In his mind, he saw himself throwing the huge cup of water at the window. That scared him—it was how he’d ended up hanging from that tree. He’d imagined the quiet and the darkness of being— “You couldn’t find a cheaper way to get rid of me?”
His mother’s mouth dropped. He’d never seen anyone actually do that.
“You’re mad at me,” she said, as if he’d invented something as cool as a brand-new skateboard. “Ever since you saw me that first night, you’ve acted scared and sad, and you keep apologizing, but you’re mad at me again.”
“Wouldn’t you be? You think I’m going to hurt myself again, but I won’t.” He’d told Maria the truth. A second too late, he’d known he didn’t want to die.
He couldn’t say that to his mom yet.
She ran her hand down the sheet, like she used to pat his arm or his shoulder. “If I could, I’d come with you. I’d carry you up the mountains. I’d climb with you on my back.”
“I know that.” He almost laughed, but she wanted to send him away. She didn’t get to know he could laugh again. He looked out the window. All the trees were green. And they blocked most of the sky.
“You know I’d never ‘get rid’ of you?”
“You keep trying to get rid of my friends. Where’s Aidan?”
Her face turned bright red. “He’s better, too. You know he’s going home soon.”
“I’m not the one who’s falling for him.” Half joking, he was surprised when she turned even redder. “You really do like him,” he said.
“Don’t you?”
“Not like that.” He grabbed the blanket on his bed. Not content to run his friends out of town, she had to horn in and try to take them.
A knock at the door, and Aidan came in. “I brought you a visitor, Eli.”
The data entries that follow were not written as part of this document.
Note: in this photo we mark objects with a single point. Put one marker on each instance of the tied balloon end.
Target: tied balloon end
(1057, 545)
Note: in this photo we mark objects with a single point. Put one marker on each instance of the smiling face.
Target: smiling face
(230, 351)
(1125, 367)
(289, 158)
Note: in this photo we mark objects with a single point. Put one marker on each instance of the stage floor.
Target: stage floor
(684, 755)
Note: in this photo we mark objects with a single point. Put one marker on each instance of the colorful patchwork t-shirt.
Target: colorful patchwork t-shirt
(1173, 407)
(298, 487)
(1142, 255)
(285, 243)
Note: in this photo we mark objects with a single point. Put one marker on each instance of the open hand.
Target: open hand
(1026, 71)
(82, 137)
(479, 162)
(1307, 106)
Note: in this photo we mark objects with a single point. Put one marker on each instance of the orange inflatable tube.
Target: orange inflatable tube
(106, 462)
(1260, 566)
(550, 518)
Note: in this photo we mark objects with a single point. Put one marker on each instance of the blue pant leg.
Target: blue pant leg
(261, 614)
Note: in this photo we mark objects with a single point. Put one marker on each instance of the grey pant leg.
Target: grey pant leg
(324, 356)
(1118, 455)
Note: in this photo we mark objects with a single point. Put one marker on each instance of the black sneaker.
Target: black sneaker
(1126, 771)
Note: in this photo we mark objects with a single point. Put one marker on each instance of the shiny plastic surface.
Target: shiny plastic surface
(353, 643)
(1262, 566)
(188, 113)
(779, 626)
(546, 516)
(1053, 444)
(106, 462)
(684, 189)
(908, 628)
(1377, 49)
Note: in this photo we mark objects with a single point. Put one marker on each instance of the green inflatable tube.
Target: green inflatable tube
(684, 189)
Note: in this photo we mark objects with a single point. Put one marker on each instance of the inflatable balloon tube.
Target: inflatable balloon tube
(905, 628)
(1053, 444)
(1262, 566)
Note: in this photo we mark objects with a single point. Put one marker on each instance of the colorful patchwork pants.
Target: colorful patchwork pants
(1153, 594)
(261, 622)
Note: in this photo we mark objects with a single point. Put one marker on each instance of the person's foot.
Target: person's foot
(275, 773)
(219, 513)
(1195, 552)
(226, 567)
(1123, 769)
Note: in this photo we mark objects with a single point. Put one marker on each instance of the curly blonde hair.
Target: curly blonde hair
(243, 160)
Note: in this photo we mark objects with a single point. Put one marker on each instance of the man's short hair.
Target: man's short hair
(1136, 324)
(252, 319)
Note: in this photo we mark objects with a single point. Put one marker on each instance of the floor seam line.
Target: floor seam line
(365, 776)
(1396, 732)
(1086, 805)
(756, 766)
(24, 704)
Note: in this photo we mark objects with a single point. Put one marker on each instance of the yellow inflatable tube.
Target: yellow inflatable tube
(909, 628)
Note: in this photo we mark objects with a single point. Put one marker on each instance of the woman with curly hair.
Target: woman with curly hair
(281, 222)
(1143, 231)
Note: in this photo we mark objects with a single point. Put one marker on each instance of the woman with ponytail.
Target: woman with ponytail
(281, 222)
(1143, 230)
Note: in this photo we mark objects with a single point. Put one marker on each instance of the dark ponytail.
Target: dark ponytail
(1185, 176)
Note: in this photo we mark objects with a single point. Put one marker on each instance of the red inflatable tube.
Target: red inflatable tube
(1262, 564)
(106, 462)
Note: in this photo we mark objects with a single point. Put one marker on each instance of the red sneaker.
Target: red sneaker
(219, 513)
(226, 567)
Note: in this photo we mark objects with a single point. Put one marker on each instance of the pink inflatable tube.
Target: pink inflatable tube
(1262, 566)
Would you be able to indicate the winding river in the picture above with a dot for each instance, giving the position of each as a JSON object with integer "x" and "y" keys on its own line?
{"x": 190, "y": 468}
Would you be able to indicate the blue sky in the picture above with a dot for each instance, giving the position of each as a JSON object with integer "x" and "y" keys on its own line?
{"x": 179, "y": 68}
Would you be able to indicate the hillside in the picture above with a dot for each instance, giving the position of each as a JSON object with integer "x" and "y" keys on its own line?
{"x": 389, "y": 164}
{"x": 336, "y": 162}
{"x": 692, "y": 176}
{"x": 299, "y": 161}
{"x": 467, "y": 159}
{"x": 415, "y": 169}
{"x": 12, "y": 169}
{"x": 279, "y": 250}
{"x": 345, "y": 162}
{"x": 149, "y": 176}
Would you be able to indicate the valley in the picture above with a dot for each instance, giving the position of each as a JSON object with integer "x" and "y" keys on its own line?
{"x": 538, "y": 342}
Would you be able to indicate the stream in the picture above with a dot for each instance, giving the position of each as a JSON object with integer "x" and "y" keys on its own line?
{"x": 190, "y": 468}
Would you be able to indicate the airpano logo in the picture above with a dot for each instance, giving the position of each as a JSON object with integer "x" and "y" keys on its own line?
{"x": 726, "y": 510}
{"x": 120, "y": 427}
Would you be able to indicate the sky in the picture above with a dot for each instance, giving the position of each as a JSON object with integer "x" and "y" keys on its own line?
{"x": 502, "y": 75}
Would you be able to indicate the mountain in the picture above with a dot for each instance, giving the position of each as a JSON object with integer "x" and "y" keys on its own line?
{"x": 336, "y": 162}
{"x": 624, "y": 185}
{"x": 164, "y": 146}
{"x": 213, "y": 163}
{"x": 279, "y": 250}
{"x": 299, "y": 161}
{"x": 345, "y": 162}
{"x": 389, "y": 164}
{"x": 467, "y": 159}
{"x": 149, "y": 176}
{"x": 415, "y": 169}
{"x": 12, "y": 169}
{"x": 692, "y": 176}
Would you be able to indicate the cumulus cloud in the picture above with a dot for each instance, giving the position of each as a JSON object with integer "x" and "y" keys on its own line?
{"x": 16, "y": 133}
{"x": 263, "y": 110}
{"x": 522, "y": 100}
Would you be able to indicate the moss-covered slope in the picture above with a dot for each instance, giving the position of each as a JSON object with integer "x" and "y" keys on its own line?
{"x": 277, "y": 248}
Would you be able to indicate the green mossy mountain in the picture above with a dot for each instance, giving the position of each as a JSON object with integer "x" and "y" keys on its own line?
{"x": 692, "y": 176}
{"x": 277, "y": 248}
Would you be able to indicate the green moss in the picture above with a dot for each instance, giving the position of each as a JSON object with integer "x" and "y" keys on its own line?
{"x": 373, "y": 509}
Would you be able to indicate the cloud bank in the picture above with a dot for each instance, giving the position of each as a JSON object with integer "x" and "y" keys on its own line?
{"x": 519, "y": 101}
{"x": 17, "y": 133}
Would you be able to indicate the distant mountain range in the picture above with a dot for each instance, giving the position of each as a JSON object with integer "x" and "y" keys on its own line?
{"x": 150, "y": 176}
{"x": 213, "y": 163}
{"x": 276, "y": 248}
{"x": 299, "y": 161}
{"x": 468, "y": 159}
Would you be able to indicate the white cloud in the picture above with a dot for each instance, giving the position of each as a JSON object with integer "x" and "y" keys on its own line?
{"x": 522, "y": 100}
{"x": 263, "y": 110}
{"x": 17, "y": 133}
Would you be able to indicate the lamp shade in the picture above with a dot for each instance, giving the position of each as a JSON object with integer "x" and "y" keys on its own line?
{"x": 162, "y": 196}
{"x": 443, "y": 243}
Trying to hide how mad he was, Eli looked past him. “Who?” Probably some jerk from school.
Aidan had eyes only for Eli’s mom.
He’d never looked at Eli as if he expected him to jump off the nearest bridge, but he wasn’t supposed to look at his mom, either.
“We have to go downstairs. I stopped in to ask Maria, and she said I could take you down.”
Eli bolted out of bed. “You are my friend,” he said, looking for his flip-flops. “You brought Lucy.”
“You did what?” his mom asked. Her voice stopped him halfway into his shoes. She wasn’t breathing and her eyes—she looked at Aidan the way women in movies looked at the guy in charge.